In more basic terms, the AE service identifies missing or inconsistent shards and repairs them (it’s a DIFF process).

AE can only perform its heroism when there is at least one copy of the shard still available.

AE will not compare or repair hot shards, meaning that the shard can’t have active writes. Hot shards are more prone to change, and at any given moment, arrival of new data affects AE’s digest comparison.

Quorums for reading and writing

If there are n replicas, every write must be confirmed by w nodes to be considered successful, and we must query at least r nodes for each read. As long as w + r > n, we expect to get an up-to-date value when reading, because at least one of the r nodes we’re reading from must be up to date. Reads and writes that obey these r and w values are called quorum reads and writes.

Normally, reads and writes are always sent to all n replicas in parallel. The parameters w and r determine how many nodes we wait for.

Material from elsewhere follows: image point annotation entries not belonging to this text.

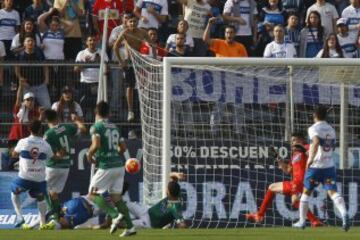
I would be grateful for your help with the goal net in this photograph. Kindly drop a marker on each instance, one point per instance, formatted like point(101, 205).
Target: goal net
point(224, 115)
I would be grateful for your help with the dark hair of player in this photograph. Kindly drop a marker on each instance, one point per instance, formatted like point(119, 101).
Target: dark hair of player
point(320, 113)
point(102, 109)
point(298, 135)
point(174, 189)
point(50, 115)
point(35, 127)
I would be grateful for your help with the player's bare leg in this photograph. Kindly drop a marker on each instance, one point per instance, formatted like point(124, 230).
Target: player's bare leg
point(270, 193)
point(123, 209)
point(315, 222)
point(130, 102)
point(339, 203)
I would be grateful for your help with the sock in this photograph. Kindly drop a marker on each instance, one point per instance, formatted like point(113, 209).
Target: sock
point(105, 206)
point(42, 211)
point(339, 204)
point(266, 202)
point(121, 206)
point(17, 204)
point(55, 207)
point(312, 218)
point(304, 207)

What’s more, w and r are configurable, which means if the system is write heavy, we can set smaller w to reduce replication complexity.

Limitations of Quorum Consistency

Even w + r > n, sometimes READ still gets stale values:

If a sloppy quorum is used, the n will change, which break the w + r > n rule.
If two writes occur concurrently, it is not clear which one happened first. If we choose use timestamp to pick the winner, the clock skew will make replicas inconsistent.

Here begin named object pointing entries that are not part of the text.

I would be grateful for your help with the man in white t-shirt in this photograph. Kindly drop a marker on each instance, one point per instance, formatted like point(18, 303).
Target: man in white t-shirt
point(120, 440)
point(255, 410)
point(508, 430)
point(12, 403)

in leader-based strategy, leader will decide which is winner then send it to all replicas, but leaderless means every replica can has its own thought.
If a write happens concurrently with a read, the write may be reflected on only some of the replicas.
If a write succeeded on some replicas but failed on others and overall succeeded on fewer than w replicas, it is not rolled back on the replicas where it succeeded.
If a node carrying a new value fails, and its data is restored from a replica carrying an old value, the number of replicas storing the new value may fall below w, breaking the quorum condition.

Monitoring staleness

Even if your application can tolerate stale reads, you need to be aware of the health of your replication. If it falls behind significantly, it should alert you so that you can investigate the cause.

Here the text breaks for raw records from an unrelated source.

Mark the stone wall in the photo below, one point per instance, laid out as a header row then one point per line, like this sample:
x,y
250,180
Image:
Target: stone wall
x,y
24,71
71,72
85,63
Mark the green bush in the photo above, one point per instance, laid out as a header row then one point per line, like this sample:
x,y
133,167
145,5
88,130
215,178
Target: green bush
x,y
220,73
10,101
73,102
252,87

For leader-based replication, the database typically exposes metrics for the replication lag, which you can feed into a monitoring system. This is possible because writes are applied to the leader and to followers in the same order, and each node has a position in the replication log (the number of writes it has applied locally). By subtracting a follower’s current position from the leader’s current position, you can measure the amount of replication lag.

For leaderless replication, there is no fixed order in which writes are applied, which makes monitoring more difficult. Moreover, if the database only uses read repair (no anti-entropy), there is no limit to how old a value might be — if a value is only infrequently read, the value returned by a stale replica may be ancient.

For leaderless, we can write only partial replicas, so the write log in one replica cannot represent the actual write order for the whole system.

Sloppy Quorums and Hinted Handoff

A network interruption can easily cut off a client from a large number of database nodes. Although those nodes are alive, and other clients may be able to connect to them, to a client that is cut off from the database nodes, they might as well be dead. In this situation, it’s likely that fewer than w or r reachable nodes remain, so the client can no longer reach a quorum.

There are two choices:

let all write and read fail
accept write for now, but write it to some nodes that are reachable but aren’t among the original n quorum

The second choice is called sloppy quorum.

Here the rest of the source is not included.